Antara lain, oknum Kades tersebut harus dihukum dengan seberat-beratnya agar menjadi pelajaran berharga oleh para pihak. Selain itu, Unit PPA Sat Reskrim Polres Bima Kota dibawah Kendali Kasat Reskrim setempat yakni Iptu Muhammad Reyendra Rizqiila Abadi Putra, S.T.K, S.IK pun telah membuktikan hasil kerja terbaiknya.

Yakni melakukan serangkaian penyelidikan secara akurat dan mendalam hingga menetapkan One sebagai tersangka dan kemudian ditahan secra resmi di dalam sel tahanan Polres Bima Kota. Seiring dengan perjalanan waktu, pihak Kejaksaan Negeri (Kejari) Bima pun telah menyatakan bahwa unsur tindak pidana keterlibatan One dalam kasus ini telah terpenuhi. Dan selanjutnya pihak Kejari Bima menyatakan P-21 terkait perkara dimaksud.

Rangkaian liputan Media Online www.visionerbima.com melaporkan, kasus tersebut sudah berkali-kali disidangkan oleh Majelis Hakim Pengadilan Negeri (PN) Raba-Bima. Beberapa hari lalu, kasus ini memasuki sidang pembacaan tuntutan oleh Jaksa Penuntut Umum (JPU) Kejari Bima.

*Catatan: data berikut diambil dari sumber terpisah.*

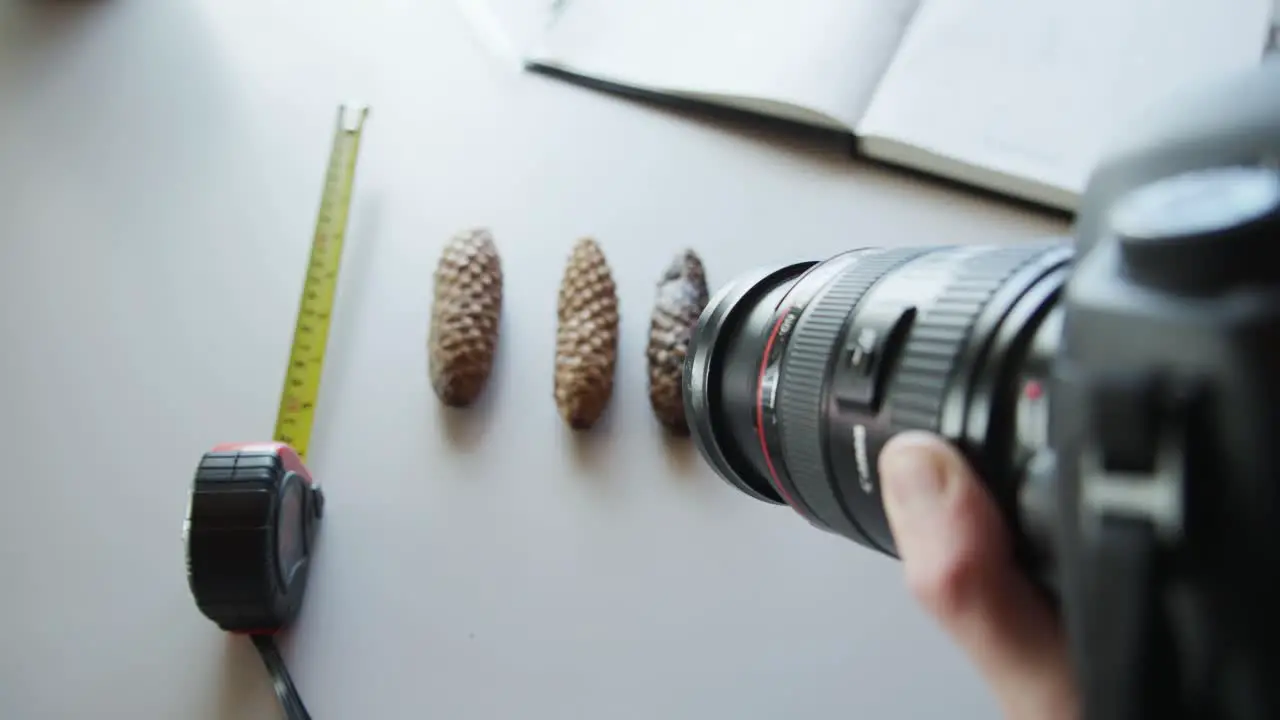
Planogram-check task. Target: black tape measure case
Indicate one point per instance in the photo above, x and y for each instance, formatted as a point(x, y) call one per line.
point(250, 531)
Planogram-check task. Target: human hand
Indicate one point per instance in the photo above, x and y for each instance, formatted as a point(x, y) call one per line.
point(960, 566)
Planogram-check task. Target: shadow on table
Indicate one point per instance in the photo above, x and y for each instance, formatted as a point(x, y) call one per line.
point(680, 455)
point(41, 22)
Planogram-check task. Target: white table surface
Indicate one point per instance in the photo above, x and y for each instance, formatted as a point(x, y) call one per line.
point(159, 171)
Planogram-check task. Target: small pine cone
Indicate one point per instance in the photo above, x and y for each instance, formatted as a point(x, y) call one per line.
point(586, 338)
point(681, 297)
point(465, 315)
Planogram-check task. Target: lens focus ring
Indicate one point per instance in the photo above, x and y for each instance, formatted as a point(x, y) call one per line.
point(807, 360)
point(940, 335)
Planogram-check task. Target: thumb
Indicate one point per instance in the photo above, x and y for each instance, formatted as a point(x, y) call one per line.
point(959, 564)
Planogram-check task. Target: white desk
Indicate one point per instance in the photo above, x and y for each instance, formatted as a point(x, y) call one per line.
point(160, 164)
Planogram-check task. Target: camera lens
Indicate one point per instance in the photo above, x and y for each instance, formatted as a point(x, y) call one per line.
point(796, 377)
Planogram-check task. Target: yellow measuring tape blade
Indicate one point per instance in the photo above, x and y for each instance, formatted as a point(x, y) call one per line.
point(311, 332)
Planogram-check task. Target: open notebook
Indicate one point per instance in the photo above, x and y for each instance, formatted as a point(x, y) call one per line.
point(1018, 96)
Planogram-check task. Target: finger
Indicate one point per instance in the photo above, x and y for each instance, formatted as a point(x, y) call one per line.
point(959, 564)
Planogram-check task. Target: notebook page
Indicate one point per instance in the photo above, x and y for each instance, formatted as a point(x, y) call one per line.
point(824, 55)
point(1032, 89)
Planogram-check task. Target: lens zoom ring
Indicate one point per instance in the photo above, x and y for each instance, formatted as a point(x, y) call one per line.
point(804, 367)
point(941, 332)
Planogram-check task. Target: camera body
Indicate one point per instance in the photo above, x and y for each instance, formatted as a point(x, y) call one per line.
point(1166, 415)
point(1120, 395)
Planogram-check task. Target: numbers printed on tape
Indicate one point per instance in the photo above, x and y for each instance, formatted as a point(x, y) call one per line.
point(311, 333)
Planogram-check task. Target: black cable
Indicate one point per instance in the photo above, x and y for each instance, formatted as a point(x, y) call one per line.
point(280, 680)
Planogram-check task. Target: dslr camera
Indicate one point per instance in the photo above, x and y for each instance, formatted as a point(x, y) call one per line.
point(1119, 391)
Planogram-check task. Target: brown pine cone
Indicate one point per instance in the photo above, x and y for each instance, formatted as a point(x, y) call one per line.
point(465, 315)
point(586, 338)
point(681, 297)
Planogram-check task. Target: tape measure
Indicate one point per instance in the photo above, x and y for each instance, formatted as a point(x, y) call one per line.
point(255, 509)
point(296, 417)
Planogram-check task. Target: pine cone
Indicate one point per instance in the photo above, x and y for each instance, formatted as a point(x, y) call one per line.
point(681, 297)
point(465, 317)
point(586, 340)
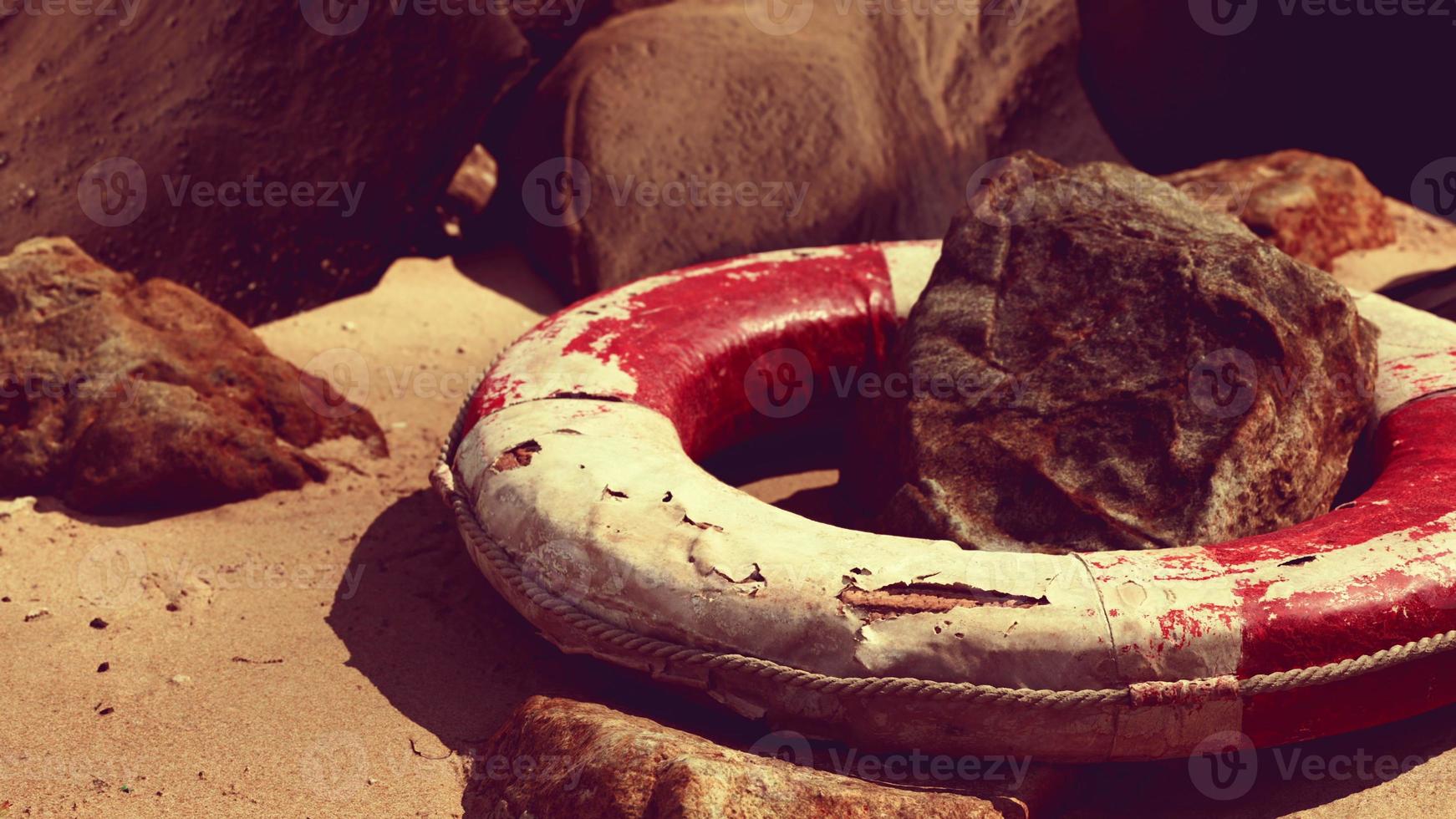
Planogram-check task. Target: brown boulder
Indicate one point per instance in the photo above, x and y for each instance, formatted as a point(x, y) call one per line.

Pada moment persidangan pembacaan tuntutan oleh JPU terkait kasus itu, JPU menuntut One 7 tahun penjara. 7 tahun penjara yang dibacakan oleh JPU tersebut, dijelaskan telah sesuai dengan pertimbangan sekaligus ketentuan hukum yang berlaku. Namun demikian, pihak keluarga menegaskan bahwa tuntutan tersebut terlalu rendah. Dan atas penilaian rendah soal tuntutan tersebut, keluarga korban menyatakan akan menggelar aksi demonstrasi di saat sidang pembacaan terkait kasus itu.

Terkait penilaian rendahnya tuntutan tersebut, Ketua LPA Kabupaten Bima melalui Sekjendnya, Safrin dan pihak Peksos Anak Kabupaten Bima, Abdurrahman Hidayat menanggapinya secara tegas. Safrin menegaskan bahwa tuntutan itu telah menciderai hak, perasaan dan rasa keadilan bagi korban dan keluarganya. Dan rendahnya tuntutan tersebut ditegaskannya tidak berbanding lurus dengan tanggungjawab Jaksa yang juga bertindak sebagai Pengacara Anak.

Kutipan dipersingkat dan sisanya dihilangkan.